Call tony at the wool and mohair in Brackettville, he may know.


----------



## waterspout (May 21, 2004)

I know his family.. Let me check with them,, One of his kin folks post here. But thats up to him to let you know. I'll see what I can find out. But, the family usually has a hard time finding him. That phone call sounds to a T though,, nothings changed for sure.


----------



## Melon (Jun 1, 2004)

I'll be talking to him soon maybe. My Uncle Buster is one hard person to keep up with. I'll talk to mom and see if we can get a number. 
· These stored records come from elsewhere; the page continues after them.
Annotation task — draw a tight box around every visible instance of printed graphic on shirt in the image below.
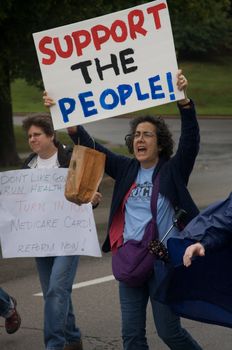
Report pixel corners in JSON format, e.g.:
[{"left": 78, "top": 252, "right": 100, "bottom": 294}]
[{"left": 129, "top": 181, "right": 152, "bottom": 202}]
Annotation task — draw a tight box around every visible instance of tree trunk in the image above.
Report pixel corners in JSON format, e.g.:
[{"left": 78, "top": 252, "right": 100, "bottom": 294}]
[{"left": 0, "top": 56, "right": 20, "bottom": 167}]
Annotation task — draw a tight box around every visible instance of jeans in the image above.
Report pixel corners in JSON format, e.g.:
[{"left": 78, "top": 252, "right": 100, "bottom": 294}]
[
  {"left": 119, "top": 276, "right": 202, "bottom": 350},
  {"left": 36, "top": 256, "right": 81, "bottom": 350},
  {"left": 0, "top": 288, "right": 12, "bottom": 317}
]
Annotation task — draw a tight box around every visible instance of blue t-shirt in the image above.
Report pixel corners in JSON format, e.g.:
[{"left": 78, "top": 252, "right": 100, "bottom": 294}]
[{"left": 123, "top": 167, "right": 178, "bottom": 243}]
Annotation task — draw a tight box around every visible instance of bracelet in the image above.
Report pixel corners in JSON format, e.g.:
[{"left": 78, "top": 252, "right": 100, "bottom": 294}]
[{"left": 179, "top": 100, "right": 191, "bottom": 107}]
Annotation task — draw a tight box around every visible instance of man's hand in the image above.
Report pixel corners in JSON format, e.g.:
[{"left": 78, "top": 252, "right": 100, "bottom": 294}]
[
  {"left": 91, "top": 192, "right": 102, "bottom": 207},
  {"left": 183, "top": 242, "right": 205, "bottom": 267},
  {"left": 43, "top": 91, "right": 56, "bottom": 107}
]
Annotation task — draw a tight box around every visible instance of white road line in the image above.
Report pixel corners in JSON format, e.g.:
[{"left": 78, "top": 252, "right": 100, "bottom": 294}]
[{"left": 34, "top": 275, "right": 115, "bottom": 297}]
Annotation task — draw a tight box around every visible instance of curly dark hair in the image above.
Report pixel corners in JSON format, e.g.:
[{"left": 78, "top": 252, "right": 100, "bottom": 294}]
[
  {"left": 125, "top": 115, "right": 174, "bottom": 159},
  {"left": 23, "top": 113, "right": 57, "bottom": 146}
]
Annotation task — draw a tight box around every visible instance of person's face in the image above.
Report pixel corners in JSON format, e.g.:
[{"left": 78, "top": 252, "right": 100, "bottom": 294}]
[
  {"left": 133, "top": 122, "right": 159, "bottom": 168},
  {"left": 28, "top": 125, "right": 54, "bottom": 158}
]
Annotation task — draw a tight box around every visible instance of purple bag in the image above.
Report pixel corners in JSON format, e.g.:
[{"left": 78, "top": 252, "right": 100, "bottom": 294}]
[{"left": 112, "top": 174, "right": 159, "bottom": 287}]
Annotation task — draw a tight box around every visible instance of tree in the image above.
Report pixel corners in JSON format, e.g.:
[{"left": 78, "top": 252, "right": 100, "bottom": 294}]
[
  {"left": 168, "top": 0, "right": 232, "bottom": 58},
  {"left": 0, "top": 0, "right": 141, "bottom": 166}
]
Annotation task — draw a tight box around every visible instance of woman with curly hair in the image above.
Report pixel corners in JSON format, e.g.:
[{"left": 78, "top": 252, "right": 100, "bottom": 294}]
[{"left": 44, "top": 71, "right": 201, "bottom": 350}]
He's probally layed up with some rattle snake somewhere! lol


----------



## Melon (Jun 1, 2004)

BTW!!!!! Spout he's kinda like you! 

He ain't right in the head.lmao


----------



## waterspout (May 21, 2004)

I could have told everyone you were kin to him without your promission. But seeing he aint right, I figured I'd let you have the privilage and send ya a pm. LOL Next time I'm busting your tail for that comment! Where da heck is your brother at?

See Bucksnot(snort), I told ya he was around! 

he aint like your mom for sure!!!!!!!!


----------



## Browner (May 20, 2015)

Buster is still alive and kickin. You can easily find him just about every evening at the convenience store eating ice cream in brackettville


----------